Banks are failing to properly implement a code designed to protect customers who fall victim to bank transfer scams, a banking watchdog has found.
The Lending Standards Board (LSB), which oversees the code, has written to banks after its latest review found they failed to act on recommendations it made more than a year ago.
Here, we explain how bank transfer fraud works and what more banks can do to protect their customers.
One of the most common methods scammers use is to call you and pose as a member of your bank's fraud team, warning you that you need to move your money to a safe account.
In May 2019, some of the UK's biggest banks signed up to a voluntary code, based on the principle that blameless victims should be reimbursed their losses.
But more than two years on, banks are still reluctant to say how many customers they've refunded.
In a damning new report, the LSB has raised a host of concerns about how banks are implementing the code.
It says it found 'systemic failings' in how banks are applying the guidance, and has written to firms demanding that they take action.
The LSB's review also concluded that banks have failed to fully address a series of recommendations it raised in its previous report in April 2020.
Emma Lovell, chief executive of the LSB, says: 'Firms must act immediately to implement the recommendations that were issued to them in the original review and those now raised in the follow up.
'Timebound action plans are in place and firms are clear on our expectations as governor of the code.'
Which? is concerned that banks are only reimbursing scam victims in a small number of cases, and as reimbursement data is anonymous, there is no way of knowing which banks offer the best support to victims, and which need to do better.
In May, we wrote to all major banks signed up to the code urging them to commit to regularly publishing data, but Barclays was the only respondent to agree to do so 'periodically'.
Which? has asked the Payment Services Regulator (PSR) to order firms to publish this information. In response, it said it would consult on next steps in the coming months.
The voluntary code designed to protect blameless fraud victims was launched in 2019, but not all banks have signed up.
Which? has long campaigned for the code to be made mandatory, to offer consumers a greater level of protection and ensure a level paying field.
We believe that a voluntary approach to protecting scam victims isn't enough, and that banks who fail to sign up to offer protections are exposing their customers to a greater risk of losing life-changing sums of money.
The LSB has expressed concerns about how quickly banks are dealing with complaints from customers who fall victim to APP fraud.
The code states that banks should let you know within 15 business days (or 35 days in 'exceptional circumstances') whether you're entitled to get your money back under the code.
Some banks are failing to meet this requirement. The LSB also says it has seen 'little evidence' of banks providing updates to customers who face delays to their claims, prolonging uncertainty and stress.
The LSB says banks are placing disproportionate responsibility on their customers.
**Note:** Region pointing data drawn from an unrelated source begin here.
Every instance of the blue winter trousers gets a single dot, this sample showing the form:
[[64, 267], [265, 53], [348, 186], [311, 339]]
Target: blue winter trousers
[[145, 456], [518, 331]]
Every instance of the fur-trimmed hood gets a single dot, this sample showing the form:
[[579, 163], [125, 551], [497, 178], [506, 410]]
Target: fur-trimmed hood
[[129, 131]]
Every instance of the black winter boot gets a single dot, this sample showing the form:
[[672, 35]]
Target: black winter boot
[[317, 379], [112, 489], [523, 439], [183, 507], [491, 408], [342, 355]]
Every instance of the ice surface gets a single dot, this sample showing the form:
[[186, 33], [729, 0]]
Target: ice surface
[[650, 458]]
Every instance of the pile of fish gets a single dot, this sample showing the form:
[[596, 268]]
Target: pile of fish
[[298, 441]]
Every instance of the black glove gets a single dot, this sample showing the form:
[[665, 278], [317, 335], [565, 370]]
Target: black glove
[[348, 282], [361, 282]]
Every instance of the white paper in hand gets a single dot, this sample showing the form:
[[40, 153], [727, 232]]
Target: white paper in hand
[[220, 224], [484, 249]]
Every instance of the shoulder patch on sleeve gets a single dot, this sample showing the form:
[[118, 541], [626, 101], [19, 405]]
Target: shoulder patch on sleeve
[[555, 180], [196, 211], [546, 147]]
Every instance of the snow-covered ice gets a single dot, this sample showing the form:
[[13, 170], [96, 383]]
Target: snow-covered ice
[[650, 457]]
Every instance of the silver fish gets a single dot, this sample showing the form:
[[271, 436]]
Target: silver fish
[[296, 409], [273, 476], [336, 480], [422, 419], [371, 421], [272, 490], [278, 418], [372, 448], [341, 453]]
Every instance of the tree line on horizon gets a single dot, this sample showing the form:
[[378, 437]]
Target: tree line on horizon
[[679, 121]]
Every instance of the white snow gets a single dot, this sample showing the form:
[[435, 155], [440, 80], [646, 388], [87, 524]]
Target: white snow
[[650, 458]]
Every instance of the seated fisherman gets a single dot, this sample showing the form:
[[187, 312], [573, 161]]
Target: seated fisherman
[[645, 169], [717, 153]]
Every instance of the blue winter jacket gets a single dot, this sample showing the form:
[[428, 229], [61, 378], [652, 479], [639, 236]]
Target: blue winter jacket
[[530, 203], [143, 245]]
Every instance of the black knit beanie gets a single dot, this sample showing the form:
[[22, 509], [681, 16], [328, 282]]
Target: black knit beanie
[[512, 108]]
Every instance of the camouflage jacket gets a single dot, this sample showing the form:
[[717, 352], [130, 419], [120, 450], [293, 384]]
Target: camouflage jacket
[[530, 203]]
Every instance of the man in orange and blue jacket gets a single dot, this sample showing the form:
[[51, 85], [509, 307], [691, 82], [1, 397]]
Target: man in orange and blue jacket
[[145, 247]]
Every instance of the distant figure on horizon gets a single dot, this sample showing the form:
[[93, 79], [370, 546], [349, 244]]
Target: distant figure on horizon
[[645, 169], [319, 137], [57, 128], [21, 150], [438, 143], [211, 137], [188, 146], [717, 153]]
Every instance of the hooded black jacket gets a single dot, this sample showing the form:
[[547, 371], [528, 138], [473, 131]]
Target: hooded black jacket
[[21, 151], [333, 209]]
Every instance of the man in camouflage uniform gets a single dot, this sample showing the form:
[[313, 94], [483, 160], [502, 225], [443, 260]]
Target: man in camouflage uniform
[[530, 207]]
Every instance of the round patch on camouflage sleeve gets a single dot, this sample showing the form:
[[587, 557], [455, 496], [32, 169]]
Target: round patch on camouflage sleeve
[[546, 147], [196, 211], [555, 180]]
When looking at decisions published by the Financial Ombudsman (FOS), we can see that some banks are interpreting the code in a way that allows them to avoid reimbursing victims.
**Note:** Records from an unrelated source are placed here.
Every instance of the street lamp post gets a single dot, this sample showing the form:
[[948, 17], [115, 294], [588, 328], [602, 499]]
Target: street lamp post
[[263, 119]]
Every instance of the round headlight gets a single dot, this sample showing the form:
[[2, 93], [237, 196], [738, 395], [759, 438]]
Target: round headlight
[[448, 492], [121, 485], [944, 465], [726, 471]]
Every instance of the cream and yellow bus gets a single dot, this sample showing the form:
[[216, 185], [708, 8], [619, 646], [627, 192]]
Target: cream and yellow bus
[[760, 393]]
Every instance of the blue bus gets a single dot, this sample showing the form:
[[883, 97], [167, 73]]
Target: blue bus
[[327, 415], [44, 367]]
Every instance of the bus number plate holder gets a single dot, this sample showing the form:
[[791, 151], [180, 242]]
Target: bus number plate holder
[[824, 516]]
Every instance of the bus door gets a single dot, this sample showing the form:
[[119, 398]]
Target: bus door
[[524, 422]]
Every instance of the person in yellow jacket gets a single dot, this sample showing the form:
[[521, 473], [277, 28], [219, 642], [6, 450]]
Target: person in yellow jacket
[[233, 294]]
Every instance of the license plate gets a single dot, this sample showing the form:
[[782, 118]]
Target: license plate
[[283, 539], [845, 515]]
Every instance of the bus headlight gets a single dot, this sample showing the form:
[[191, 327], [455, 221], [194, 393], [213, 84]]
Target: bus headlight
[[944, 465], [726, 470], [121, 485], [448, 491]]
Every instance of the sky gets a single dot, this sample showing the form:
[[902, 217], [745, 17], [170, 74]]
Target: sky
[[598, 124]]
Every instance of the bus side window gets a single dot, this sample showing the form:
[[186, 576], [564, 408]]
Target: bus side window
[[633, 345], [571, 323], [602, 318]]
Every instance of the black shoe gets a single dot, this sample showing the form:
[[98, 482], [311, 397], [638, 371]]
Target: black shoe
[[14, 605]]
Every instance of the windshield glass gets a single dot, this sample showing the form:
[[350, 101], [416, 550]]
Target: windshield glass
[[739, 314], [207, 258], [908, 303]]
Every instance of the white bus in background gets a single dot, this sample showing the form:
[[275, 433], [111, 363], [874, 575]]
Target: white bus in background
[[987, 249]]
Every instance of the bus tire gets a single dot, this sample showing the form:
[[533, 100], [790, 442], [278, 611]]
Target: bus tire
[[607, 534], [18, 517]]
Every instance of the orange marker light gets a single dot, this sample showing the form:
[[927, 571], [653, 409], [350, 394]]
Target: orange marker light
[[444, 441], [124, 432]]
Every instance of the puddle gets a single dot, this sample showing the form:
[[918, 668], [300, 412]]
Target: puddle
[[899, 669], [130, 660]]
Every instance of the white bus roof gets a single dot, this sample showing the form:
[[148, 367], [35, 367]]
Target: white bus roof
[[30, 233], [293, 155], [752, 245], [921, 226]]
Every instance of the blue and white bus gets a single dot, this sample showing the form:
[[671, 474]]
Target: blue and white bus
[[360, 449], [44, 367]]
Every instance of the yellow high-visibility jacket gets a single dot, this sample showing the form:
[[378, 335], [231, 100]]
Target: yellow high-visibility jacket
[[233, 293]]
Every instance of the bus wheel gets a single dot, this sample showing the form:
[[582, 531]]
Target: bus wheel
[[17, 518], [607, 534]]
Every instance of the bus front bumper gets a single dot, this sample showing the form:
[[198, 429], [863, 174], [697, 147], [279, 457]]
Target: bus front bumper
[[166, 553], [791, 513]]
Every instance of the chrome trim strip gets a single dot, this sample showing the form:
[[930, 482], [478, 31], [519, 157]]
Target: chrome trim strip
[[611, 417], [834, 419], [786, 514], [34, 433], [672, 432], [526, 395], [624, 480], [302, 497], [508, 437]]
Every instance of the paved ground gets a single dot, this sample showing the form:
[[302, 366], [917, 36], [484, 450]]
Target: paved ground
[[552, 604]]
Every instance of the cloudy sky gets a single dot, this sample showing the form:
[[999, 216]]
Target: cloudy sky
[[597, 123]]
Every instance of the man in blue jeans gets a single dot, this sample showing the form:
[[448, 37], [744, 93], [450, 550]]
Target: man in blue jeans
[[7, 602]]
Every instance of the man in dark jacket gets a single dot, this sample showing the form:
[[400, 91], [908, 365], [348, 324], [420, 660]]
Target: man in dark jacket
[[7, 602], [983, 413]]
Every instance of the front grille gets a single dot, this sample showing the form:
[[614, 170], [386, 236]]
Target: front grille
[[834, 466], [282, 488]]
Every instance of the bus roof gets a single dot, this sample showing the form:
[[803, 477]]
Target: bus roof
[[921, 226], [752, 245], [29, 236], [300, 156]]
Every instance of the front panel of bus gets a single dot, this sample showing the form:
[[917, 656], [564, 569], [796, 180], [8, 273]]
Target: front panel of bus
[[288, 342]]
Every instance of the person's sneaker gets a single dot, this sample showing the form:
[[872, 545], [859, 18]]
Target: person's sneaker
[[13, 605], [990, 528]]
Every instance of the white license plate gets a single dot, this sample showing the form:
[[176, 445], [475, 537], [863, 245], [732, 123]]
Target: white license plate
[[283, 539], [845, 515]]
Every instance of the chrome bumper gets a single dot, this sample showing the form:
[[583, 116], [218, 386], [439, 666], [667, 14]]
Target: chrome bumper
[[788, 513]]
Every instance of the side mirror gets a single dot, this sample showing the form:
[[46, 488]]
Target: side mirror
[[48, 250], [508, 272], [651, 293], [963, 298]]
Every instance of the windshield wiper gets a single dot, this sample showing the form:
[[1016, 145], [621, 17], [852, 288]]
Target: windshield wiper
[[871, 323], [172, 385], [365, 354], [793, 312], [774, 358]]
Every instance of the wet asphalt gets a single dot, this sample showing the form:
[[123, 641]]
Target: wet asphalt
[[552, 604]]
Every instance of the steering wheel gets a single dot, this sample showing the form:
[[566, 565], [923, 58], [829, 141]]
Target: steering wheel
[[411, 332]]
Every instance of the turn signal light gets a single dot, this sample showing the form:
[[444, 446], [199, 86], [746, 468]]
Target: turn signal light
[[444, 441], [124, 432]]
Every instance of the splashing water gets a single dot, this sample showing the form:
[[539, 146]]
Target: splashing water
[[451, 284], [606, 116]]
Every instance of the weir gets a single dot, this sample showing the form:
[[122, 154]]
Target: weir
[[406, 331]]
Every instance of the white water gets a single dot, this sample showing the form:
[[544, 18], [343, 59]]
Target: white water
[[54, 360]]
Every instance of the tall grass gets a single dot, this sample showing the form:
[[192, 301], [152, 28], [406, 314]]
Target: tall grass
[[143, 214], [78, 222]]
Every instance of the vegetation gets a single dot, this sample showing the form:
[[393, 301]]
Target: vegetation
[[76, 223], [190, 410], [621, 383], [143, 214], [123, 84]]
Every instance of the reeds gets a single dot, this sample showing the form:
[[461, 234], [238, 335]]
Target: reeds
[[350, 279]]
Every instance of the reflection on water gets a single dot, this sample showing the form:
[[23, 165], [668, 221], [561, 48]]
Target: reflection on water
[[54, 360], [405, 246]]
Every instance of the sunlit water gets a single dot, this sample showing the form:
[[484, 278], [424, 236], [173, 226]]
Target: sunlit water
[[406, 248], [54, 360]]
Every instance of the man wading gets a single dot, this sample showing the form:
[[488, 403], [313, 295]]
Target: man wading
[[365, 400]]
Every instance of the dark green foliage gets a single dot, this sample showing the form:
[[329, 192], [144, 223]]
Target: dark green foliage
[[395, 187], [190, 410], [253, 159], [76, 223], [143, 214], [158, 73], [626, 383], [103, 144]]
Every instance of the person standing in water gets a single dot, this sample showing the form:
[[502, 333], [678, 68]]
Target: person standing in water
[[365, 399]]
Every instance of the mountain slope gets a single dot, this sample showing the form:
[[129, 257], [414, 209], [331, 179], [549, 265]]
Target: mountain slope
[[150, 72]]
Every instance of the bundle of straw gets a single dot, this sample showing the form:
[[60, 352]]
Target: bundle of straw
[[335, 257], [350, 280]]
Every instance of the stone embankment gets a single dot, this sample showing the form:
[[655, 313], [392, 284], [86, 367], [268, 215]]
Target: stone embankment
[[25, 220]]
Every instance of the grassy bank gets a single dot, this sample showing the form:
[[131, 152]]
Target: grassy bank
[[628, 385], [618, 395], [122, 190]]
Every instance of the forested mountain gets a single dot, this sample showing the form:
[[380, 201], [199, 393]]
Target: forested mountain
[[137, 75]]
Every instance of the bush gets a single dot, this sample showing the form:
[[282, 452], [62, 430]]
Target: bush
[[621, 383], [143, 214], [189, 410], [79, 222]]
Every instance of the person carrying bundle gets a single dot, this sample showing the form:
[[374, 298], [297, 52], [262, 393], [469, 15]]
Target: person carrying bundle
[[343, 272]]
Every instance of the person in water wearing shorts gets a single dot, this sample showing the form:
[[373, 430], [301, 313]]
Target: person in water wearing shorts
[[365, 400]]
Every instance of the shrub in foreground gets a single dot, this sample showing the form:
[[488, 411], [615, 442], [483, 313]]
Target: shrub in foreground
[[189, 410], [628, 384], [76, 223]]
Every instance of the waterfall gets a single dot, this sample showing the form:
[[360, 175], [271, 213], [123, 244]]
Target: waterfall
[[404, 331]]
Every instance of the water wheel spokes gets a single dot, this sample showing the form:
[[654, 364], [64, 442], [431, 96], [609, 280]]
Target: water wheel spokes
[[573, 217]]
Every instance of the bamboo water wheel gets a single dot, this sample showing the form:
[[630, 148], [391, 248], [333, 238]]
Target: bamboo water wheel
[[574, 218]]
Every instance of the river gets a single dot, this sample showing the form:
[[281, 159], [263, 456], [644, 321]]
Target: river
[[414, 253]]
In one instance, HSBC refused to refund a customer on the basis they should have checked whether a company was registered at Companies House before sending money.
The FOS described this as 'a step many reasonable customers would not take', and ruled that the bank should reimburse the customer in full.
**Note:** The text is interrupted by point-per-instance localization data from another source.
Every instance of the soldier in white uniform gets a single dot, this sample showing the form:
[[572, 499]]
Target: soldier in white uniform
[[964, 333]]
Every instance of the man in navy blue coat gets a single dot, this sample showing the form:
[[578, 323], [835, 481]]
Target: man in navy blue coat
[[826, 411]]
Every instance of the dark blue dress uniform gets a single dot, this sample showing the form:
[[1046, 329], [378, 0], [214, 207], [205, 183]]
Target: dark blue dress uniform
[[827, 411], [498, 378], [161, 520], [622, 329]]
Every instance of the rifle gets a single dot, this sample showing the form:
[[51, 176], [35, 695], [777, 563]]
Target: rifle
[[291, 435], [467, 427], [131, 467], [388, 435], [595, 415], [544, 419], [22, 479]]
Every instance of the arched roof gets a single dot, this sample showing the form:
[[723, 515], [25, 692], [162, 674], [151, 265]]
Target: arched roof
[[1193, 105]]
The LSB found that many banks are providing incorrect information about timescales and giving poor explanations of how reimbursements work.
In addition, it says there is a 'clear indication' that some employees require further training about the code.
It says documentation of the rationale for refusing to reimburse customers was 'non-existent' in some cases, and customers were not given an opportunity to address the reasons why they were held liable.
The review found that the identification of customers' vulnerability and susceptibility to scams was 'not very well developed'.
It says customers faced close questioning when they reported scams, making it difficult to identify any vulnerability.
In a small number of cases, banks did not use evidence of vulnerability when considering reimbursement.
Finally, the government is considering a proposal from banks to use money from criminals' frozen bank accounts to refund scam victims.
A YouGov survey of 1,700 people found that such a method could be popular, with three quarters of respondents in favour.
There are, however, significant concerns about whether the amount frozen in such accounts would be sufficient to reimburse victims.
If you think you've been scammed, it's important to contact your bank immediately.
Time is of the essence, as your bank may be able to stop the transaction from going through or recover the money.
You should also contact the bank the money was sent to and provide it with the account number the fraudster gave you.
If your bank is signed up to the code, it should reimburse you the money, as long as you can show you've paid attention to warnings it provided before making the transfer, had a reasonable basis for believing that the person you were paying was genuine, or are considered vulnerable.
If your bank isn't signed up to the code, you should make a formal complaint after reporting the scam.